Thanks for your help guys.

Duckman


----------



## tech/a (7 November 2006)

Interesting article on True range from a different veiw.

http://www.insidefutures.com/articles/article.php?id=2257


----------



## stevo (7 November 2006)

I use ATR based stops on weekly charts - similar to the approach outlined by GP. See the chart below;

http://photos1.blogger.com/blogger/4684/1180/1600/QGC indicators.png

I have other examples on the blog below. 

As a longer term trader I find that I am better off giving the trades a bit of room using the ATR stop. I like the way they will go sideways when the stock does and follow it up when it moves up. By using a multiple of the average true range I can keep the exit point far enough away that I will usually only get stopped out if there is a substantial correction, not just a minor dip. But then I am trying for longer term trades.

Stevo
http://drawdown.blogspot.com/


----------



## Prime (24 November 2006)

tech/a said:
			
		

> Interesting article on True range from a different veiw.
> 
> http://www.insidefutures.com/articles/article.php?id=2257




Hi tech/a,

I read the article ... made good sense, but I couldn't see how charting a band that tracked the stock more closely was of any major use, nor how you'd use it as an indicator.

Are you able to give us a bit of a description of how it could be used?

Thanks ...


----------



## tech/a (24 November 2006)

Prime.

I dont use ocsillators in my short term trading.

The only way I would use it would be as a longer term exit (Possibly).
I would expand the ATR to around 4-6 as 2 is too narrow for longer term use.
I would then have to test it to see if it improved results.

I'm just about to go out the door to get away for the weekend so hope this is enough for now.


----------



## bingk6 (24 November 2006)

GreatPig said:
			
		

> It's basically a measure of stock volatility over the specified period.
> 
> Often used as part of a trailing stop-loss since it automatically provides a wider stop for more volatile stocks.
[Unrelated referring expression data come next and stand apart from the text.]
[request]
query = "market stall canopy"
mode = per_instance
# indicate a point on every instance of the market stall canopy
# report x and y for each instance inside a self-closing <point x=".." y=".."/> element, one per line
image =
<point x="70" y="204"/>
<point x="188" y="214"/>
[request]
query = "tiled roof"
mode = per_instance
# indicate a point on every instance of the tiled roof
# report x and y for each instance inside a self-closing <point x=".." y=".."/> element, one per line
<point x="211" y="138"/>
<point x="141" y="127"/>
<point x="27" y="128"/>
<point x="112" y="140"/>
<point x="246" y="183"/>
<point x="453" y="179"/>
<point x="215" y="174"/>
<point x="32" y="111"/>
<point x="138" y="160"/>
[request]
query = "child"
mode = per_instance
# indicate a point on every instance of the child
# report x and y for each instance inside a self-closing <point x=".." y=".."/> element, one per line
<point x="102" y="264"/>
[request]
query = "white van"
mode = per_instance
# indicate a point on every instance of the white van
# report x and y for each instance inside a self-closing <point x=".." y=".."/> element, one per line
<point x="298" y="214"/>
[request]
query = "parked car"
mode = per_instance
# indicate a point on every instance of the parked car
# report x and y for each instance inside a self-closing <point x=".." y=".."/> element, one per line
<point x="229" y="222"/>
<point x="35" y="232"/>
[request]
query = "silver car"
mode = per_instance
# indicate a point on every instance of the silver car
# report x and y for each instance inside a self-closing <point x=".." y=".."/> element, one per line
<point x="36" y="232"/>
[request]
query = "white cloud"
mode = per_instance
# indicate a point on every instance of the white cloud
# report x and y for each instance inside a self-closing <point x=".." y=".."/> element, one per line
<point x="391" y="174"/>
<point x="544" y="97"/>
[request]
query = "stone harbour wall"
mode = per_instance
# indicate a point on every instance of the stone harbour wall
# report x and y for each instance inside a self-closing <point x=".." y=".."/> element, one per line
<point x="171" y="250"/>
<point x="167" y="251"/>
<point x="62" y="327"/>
Much the same as Guppy's countback line.
> 
> Here's recent ZFX showing raw ATR plotted as Close - 2 x ATR(14):




Hi GP,

I noticed that the atr stops in the second and third diagrams only ever move upwards or sideways, whereas the raw atr plot (first diagram) moves up and down (in sync with the SP). As the raw atr plot is calculated as as C-2xatr(14), it will never cross the SP or vice versa, and therefore can never generate the stop signal. Can you please elaborate the difference between the raw atr plot and theatr plots for the second and third diagrams.

TIA


----------



## GreatPig (24 November 2006)

> I noticed that the atr stops in the second and third diagrams only ever move upwards or sideways



That's exactly the difference.

The trailing stop is just the raw plot except that it can never go down. When the raw plot starts to fall, the trailing stop goes sideways until the raw plot crosses above it again.

This lets the close fall by the 2xATR(14) limit from its post-purchase high before a sell is signalled.

The attached chart shows both the raw and trailing stop ATR plots overlaid (using 2.5xATR(14) in this case). Wherever the raw one (orange) drops, the trailing stop (blue) just goes sideways.

Cheers,
GP


----------



## GreatPig (24 November 2006)

As another possibility, a trailing stop plot for a short position could potentially be used as an entry signal for a long position, effectively giving an SAR technique. Guppy does this with his countback line, although his method of doing a countback entry is slightly different from his countback stop (IMO though, a short stop method could be better than his method - certainly much easier to calculate in software - although I've never backtested it).

Here's an example using ALL. The buy signal here fails sadly over the next couple of days, but then recovers to soon be in profit. Note that a short trailing stop only ever goes down and sideways, never up.






And here would be the resulting long trailing stop plot using that purchase date (buying on the day after signal). Despite the two day drop on purchase, it doesn't get stopped out using the 2.5xATR(14) trailing stop.






Note that I'm not recommending this as a trading technique though, and have never tried backtesting it. The ALL example here just happens to work very nicely with this particular trailing stop, but many others wouldn't.

Cheers,
GP


----------